Paypal purchasing Venmo has really helped as all merchants that accept PayPal payments, now accept Venmo as well, and there are fees associated with that. The merchants that are accepting those payments pay around 3%, like with the credit cards.
Is Venmo the only app out there?
While Venmo is definitely the most widely used payment app, it definitely isn’t the only one out there.
Here’s a list of Venmo’s biggest competitors.
- Google Wallet: This is Venmo’s biggest competition, as well as the most similar app. They work pretty much the same. The main difference if Google Wallet is available in the U.K.
- Apple Pay/Android Pay: These apps, while popular, are far more limited than Venmo, and treat a far more specific purpose.
- Popmoney: This money-sharing app is also very similar to Venmo, but charges a $0.95 fee to transfer money from a debit card to a bank account.
- SnapCash: Think SnapChat but for money. With this money transfer app, there is no associated fee but the weekly limit is $250. However, Snapcash isn’t as efficient (or as snappy) as Venmo, as it can take several days for transactions to clear.
- Square Cash: Square was built by Twitter co-founder Jack Dorsey. It is big with businesses but is yet to make a splash in the person to person transaction world.
- Facebook: Facebook recently launched its own money transfer service through its messenger function. This permits Venmo’s customers to transfer money as easily as sending a test.
The Venmo money-sharing app seems to be an all-around great way to exchange money, but it does have some limitations.
- The main drawback of Venmo is that it is U.S. only. No transactions may be done outside of the country or with someone from outside of the country.
- Another drawback is that Venmo is only available for personal use. Businesses cannot directly use the app (but we all know that business owners could use it for certain things such as buying lunches and so on).
- The final limitation is a $3,000 cap on weekly spending and receiving. Venmo could be an excellent tool for landlords, but this can sort of throw a socket wrench in that plan.
The popularity of Venmo as a payment app is massive and the main reason seems to be because it’s more fun to use than other apps. Customers can interact with each other through the app just as they could on a social media site. The use of Emojis is paramount in the app. Exchanging or asking for money can sometimes be uncomfortable, so the playful and lighthearted emojis can really help to ease any kind of exchange.
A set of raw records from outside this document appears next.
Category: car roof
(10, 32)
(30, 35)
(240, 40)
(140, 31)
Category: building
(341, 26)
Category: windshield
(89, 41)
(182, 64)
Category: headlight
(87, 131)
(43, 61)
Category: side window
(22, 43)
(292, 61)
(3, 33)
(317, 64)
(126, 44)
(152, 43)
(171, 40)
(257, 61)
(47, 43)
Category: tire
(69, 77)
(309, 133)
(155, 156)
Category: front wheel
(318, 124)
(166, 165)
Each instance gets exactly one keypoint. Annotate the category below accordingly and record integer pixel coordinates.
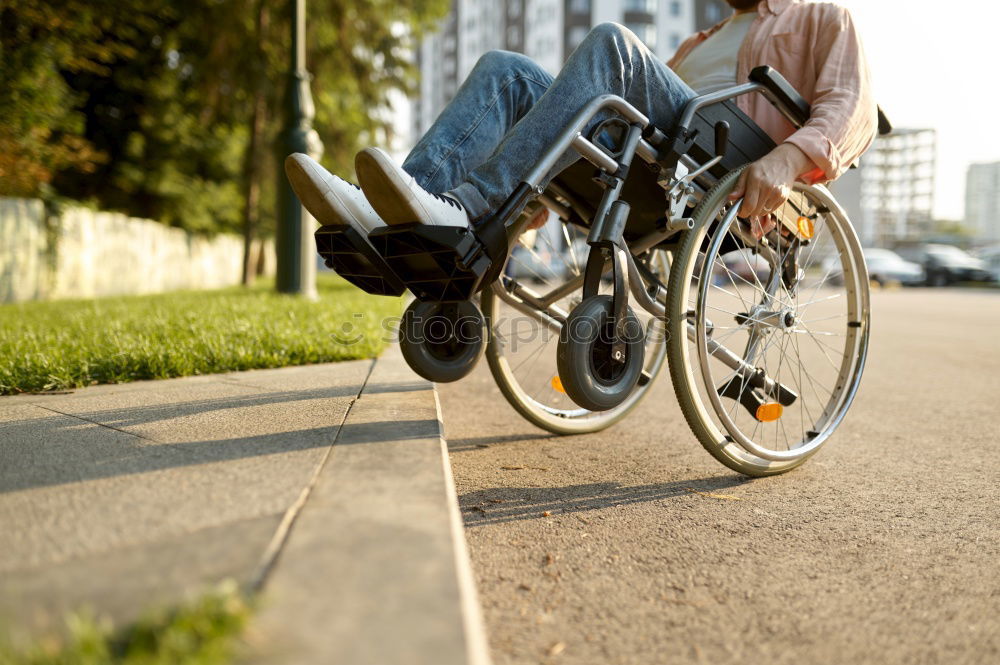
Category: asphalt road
(635, 546)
“This takes the awkwardness out of asking your friend to pay back their portion of the bar tab, marrying the social element and the financial element,” stated Venmo spokesman Josh Criscoe.
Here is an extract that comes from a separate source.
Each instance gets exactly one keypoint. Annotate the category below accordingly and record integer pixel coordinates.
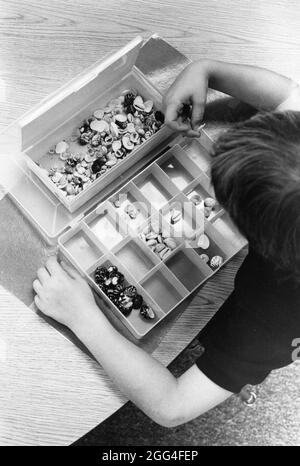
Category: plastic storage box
(57, 118)
(109, 236)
Is Venmo secure as it’s linked to my social media?
With heightened tech like Venmo comes heightened tech to hack into such services and steal confidential information. Since the app’s creation, it has made sure to use only the highest standard of security. Venmo uses bank-level security and data encryption to secure transactions. Even with the app’s heavily advertised security features, worries still arise amongst customers. Cases of hackers have surfaced which only fuels the fire of doubt surrounding the apps security prowess. The main problems with security lie in the realm of human error. There are a number of instances where larger sums of money have been sent to the wrong person (there are a lot of “John” out there) and in that instance, there is no real way to get the money back, unless you get incredibly lucky with a good Samaritan!
Venmo has adopted the same principles as a social media platform, wherein anyone who you are “friends” within the app can see your activity. This doesn’t sit well with everybody. Other Venmo customers in your contacts list are not only able to see your transactions, but are also able to like them and comment on them, as they would be able to do on, say, Facebook. Some have described the Venmo platform as mocking and unnerving. The simple solution for people who feel like they are too exposed and are uncomfortable using the app is to just not use it. Of course, the app is really convenient, but the old ways still exist, and for now, have not been weeded out by this technology.